What changed
RBI issued new conditions for banks issuing subordinated debt to retail investors for Tier II capital. Banks must now incorporate a specific investor sign-off in the application form confirming understanding of the instrument's features and risks. Floating rate instruments cannot use the bank's fixed deposit rate as a benchmark. All communications must state in bold font size 14 that subordinated bonds differ from fixed deposits and are not covered by deposit insurance.
What it means for you
Banks can now tap retail investors for Tier II capital but must ensure robust investor education and disclosure.
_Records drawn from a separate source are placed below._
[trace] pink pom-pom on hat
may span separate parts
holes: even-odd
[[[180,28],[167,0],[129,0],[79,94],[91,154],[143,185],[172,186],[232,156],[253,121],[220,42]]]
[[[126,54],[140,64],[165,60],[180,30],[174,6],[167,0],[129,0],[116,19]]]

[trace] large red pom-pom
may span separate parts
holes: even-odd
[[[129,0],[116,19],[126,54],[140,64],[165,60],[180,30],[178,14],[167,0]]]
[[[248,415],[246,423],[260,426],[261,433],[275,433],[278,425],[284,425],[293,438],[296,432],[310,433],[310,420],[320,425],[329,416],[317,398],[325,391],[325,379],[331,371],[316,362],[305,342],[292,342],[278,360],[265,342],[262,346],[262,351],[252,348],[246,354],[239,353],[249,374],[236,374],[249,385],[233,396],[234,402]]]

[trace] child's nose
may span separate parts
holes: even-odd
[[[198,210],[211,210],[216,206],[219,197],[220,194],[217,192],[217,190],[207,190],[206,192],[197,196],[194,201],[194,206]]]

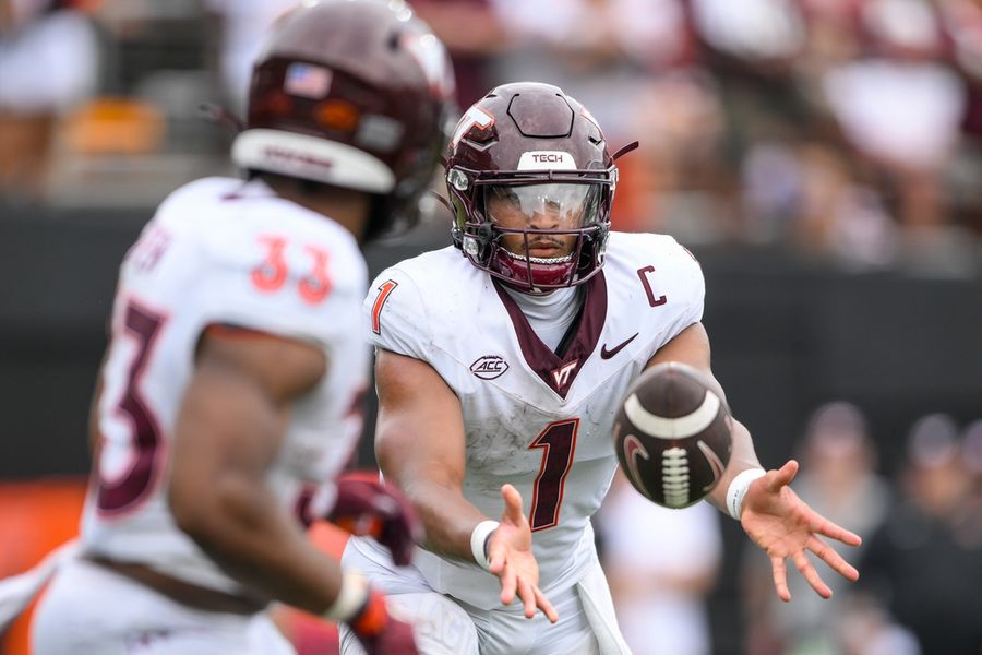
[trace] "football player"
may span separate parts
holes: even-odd
[[[452,80],[399,0],[308,1],[273,27],[232,145],[249,179],[178,189],[122,263],[82,553],[39,607],[34,653],[291,653],[271,600],[345,622],[371,653],[417,652],[302,523],[364,526],[408,558],[408,504],[335,478],[369,372],[360,245],[415,219]]]
[[[362,538],[343,562],[415,617],[426,653],[627,652],[590,526],[616,467],[614,414],[646,367],[711,370],[696,260],[669,236],[610,231],[615,158],[560,88],[494,88],[450,144],[453,246],[371,285],[375,452],[427,538],[411,567]],[[790,558],[830,595],[807,551],[854,580],[819,537],[859,537],[798,499],[795,462],[765,472],[732,432],[709,499],[768,553],[777,594]],[[342,629],[345,653],[356,638]]]

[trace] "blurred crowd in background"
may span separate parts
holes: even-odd
[[[149,209],[229,172],[233,126],[202,104],[241,114],[263,32],[291,4],[0,0],[0,205]],[[853,271],[982,272],[980,0],[411,4],[451,48],[462,107],[501,82],[552,82],[612,150],[640,141],[621,160],[615,228]],[[750,553],[746,653],[982,652],[982,421],[926,416],[905,452],[885,472],[859,408],[816,410],[795,489],[864,536],[848,555],[862,580],[823,603],[797,579],[782,606]],[[726,520],[615,484],[600,534],[638,655],[714,652],[705,599]]]
[[[225,164],[292,0],[0,0],[8,203],[153,206]],[[786,245],[855,270],[982,269],[977,0],[417,0],[459,104],[553,82],[622,160],[621,229]]]

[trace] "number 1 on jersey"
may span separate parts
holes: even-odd
[[[532,487],[532,504],[528,512],[532,532],[559,524],[559,511],[563,504],[566,475],[573,468],[578,431],[578,418],[556,420],[546,426],[528,446],[529,450],[541,448],[546,451]]]

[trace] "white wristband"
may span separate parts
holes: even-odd
[[[729,489],[727,489],[727,511],[730,512],[730,516],[740,521],[740,515],[743,513],[743,497],[746,496],[746,490],[750,489],[751,483],[765,475],[767,475],[767,472],[763,468],[747,468],[736,474],[736,477],[730,483]]]
[[[486,571],[491,569],[491,561],[488,559],[488,553],[484,552],[484,545],[499,525],[498,521],[481,521],[470,533],[470,552],[474,555],[474,561]]]
[[[322,616],[328,621],[347,622],[368,600],[368,582],[359,573],[345,571],[342,573],[342,586],[331,607]]]

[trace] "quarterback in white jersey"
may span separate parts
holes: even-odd
[[[446,62],[399,2],[304,2],[274,26],[232,147],[249,179],[178,189],[122,263],[80,555],[39,607],[35,653],[291,653],[273,600],[345,622],[371,653],[417,653],[303,526],[411,552],[397,490],[340,474],[368,383],[360,245],[416,218]]]
[[[427,653],[627,652],[590,526],[616,467],[614,415],[648,366],[710,369],[698,263],[671,237],[609,231],[615,157],[561,90],[494,88],[451,144],[455,246],[371,285],[375,450],[427,540],[408,568],[358,538],[343,561],[415,617]],[[733,440],[710,500],[740,497],[733,514],[771,556],[778,593],[791,557],[828,594],[805,549],[854,577],[816,535],[858,537],[793,495],[797,464],[765,473],[736,421]]]

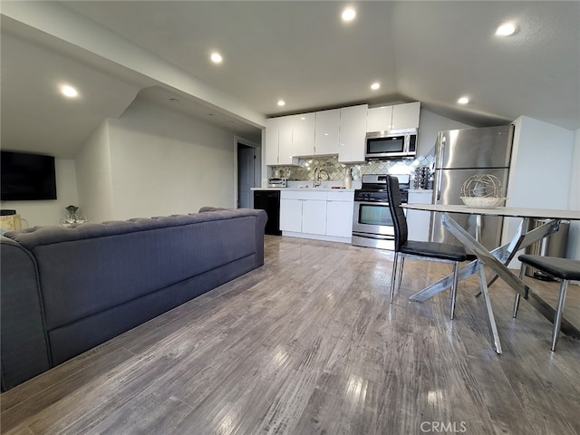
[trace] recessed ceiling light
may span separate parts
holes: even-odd
[[[343,14],[341,14],[341,18],[343,18],[343,21],[344,22],[353,21],[355,16],[356,11],[352,7],[347,7],[343,11]]]
[[[513,23],[502,23],[496,29],[496,34],[498,36],[511,36],[517,30],[517,28]]]
[[[219,54],[218,52],[212,53],[209,58],[211,59],[211,62],[213,62],[214,63],[221,63],[221,62],[224,60],[221,57],[221,54]]]
[[[78,91],[68,84],[63,84],[63,86],[61,86],[61,92],[63,92],[63,95],[68,98],[74,98],[79,96]]]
The sign-off requirement protects banks from future disputes, while the ban on using FD rates as benchmarks prevents misleading comparisons. Clear disclaimers about lack of deposit insurance reduce regulatory risk and align with consumer protection norms.
What you must do
- Update application forms for retail subordinated debt to include the prescribed investor sign-off clause.
- Ensure floating rate subordinated debt instruments do not reference the bank's fixed deposit rate as a benchmark.
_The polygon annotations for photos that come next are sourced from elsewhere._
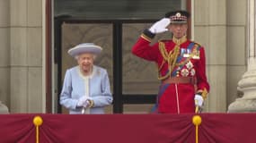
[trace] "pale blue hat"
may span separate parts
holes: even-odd
[[[69,49],[67,53],[75,57],[83,53],[93,53],[98,55],[102,52],[102,48],[99,46],[94,45],[93,43],[82,43],[75,47]]]

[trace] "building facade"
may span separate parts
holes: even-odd
[[[205,112],[225,113],[243,96],[237,87],[250,63],[248,20],[255,17],[248,14],[250,1],[186,1],[191,38],[206,47],[211,89]],[[13,114],[57,113],[54,2],[0,0],[0,100]]]

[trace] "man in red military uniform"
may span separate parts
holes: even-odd
[[[206,76],[204,47],[187,39],[188,18],[186,11],[169,12],[165,18],[145,29],[132,47],[138,57],[155,62],[161,86],[155,104],[156,113],[194,113],[202,107],[209,91]],[[151,46],[157,33],[171,31],[172,40],[161,40]]]

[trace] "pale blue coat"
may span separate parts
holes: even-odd
[[[85,81],[86,79],[80,72],[78,66],[66,70],[59,102],[69,109],[70,114],[82,113],[82,108],[77,108],[76,105],[78,99],[86,93]],[[93,65],[93,73],[89,77],[89,97],[94,102],[89,113],[104,114],[104,106],[110,105],[113,99],[107,71]]]

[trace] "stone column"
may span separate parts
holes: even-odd
[[[256,112],[256,3],[254,0],[248,0],[248,68],[238,82],[238,90],[243,96],[237,98],[228,107],[229,113]]]

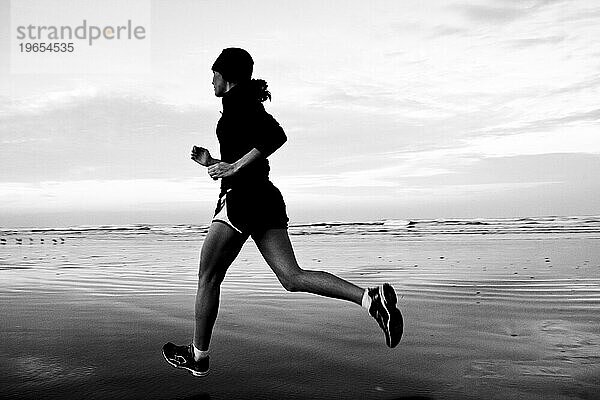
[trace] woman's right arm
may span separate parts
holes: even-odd
[[[197,146],[192,147],[192,160],[196,161],[203,167],[210,167],[213,164],[221,162],[221,160],[213,158],[207,149]]]

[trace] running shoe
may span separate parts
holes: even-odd
[[[396,292],[389,283],[384,283],[375,288],[369,288],[369,297],[371,298],[371,307],[369,314],[379,324],[379,327],[385,334],[385,344],[394,348],[400,342],[402,331],[404,330],[404,321],[402,313],[396,307]]]
[[[194,360],[194,349],[189,346],[177,346],[169,342],[163,346],[165,360],[175,368],[183,368],[194,376],[208,375],[209,357]]]

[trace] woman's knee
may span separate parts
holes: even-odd
[[[200,259],[200,267],[198,268],[198,285],[210,287],[220,285],[223,281],[220,268],[217,263],[207,262]]]
[[[304,274],[305,271],[299,269],[298,271],[278,276],[278,278],[283,288],[288,292],[302,292],[304,291]]]

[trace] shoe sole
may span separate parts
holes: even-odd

- Revise all publicity material, application forms, and communications to display in bold font size 14 that the instrument is not a fixed deposit and lacks deposit insurance.
- Train sales and compliance teams on the new disclosure requirements before any retail issuance.
Who it affects
All commercial banks (excluding RRBs) issuing subordinated debt to retail investors, Retail investors in subordinated debt instruments, Bank compliance and legal departments
What is the purpose of the investor sign-off requirement?
The sign-off ensures that retail investors formally acknowledge they have understood the terms and risks of the subordinated debt instrument, as disclosed in the prospectus documents, enhancing investor education and reducing potential disputes.
Why can't floating rate subordinated debt use the bank's fixed deposit rate as a benchmark?
Using the fixed deposit rate as a benchmark could mislead investors into thinking the instrument is similar to a deposit, whereas subordinated debt carries higher risk and is not insured. RBI prohibits this to maintain clarity and prevent mis-selling.
Does this circular apply to all banks immediately?
Yes, the guidelines are applicable with immediate effect from January 13, 2010, to all commercial banks except Regional Rural Banks (RRBs).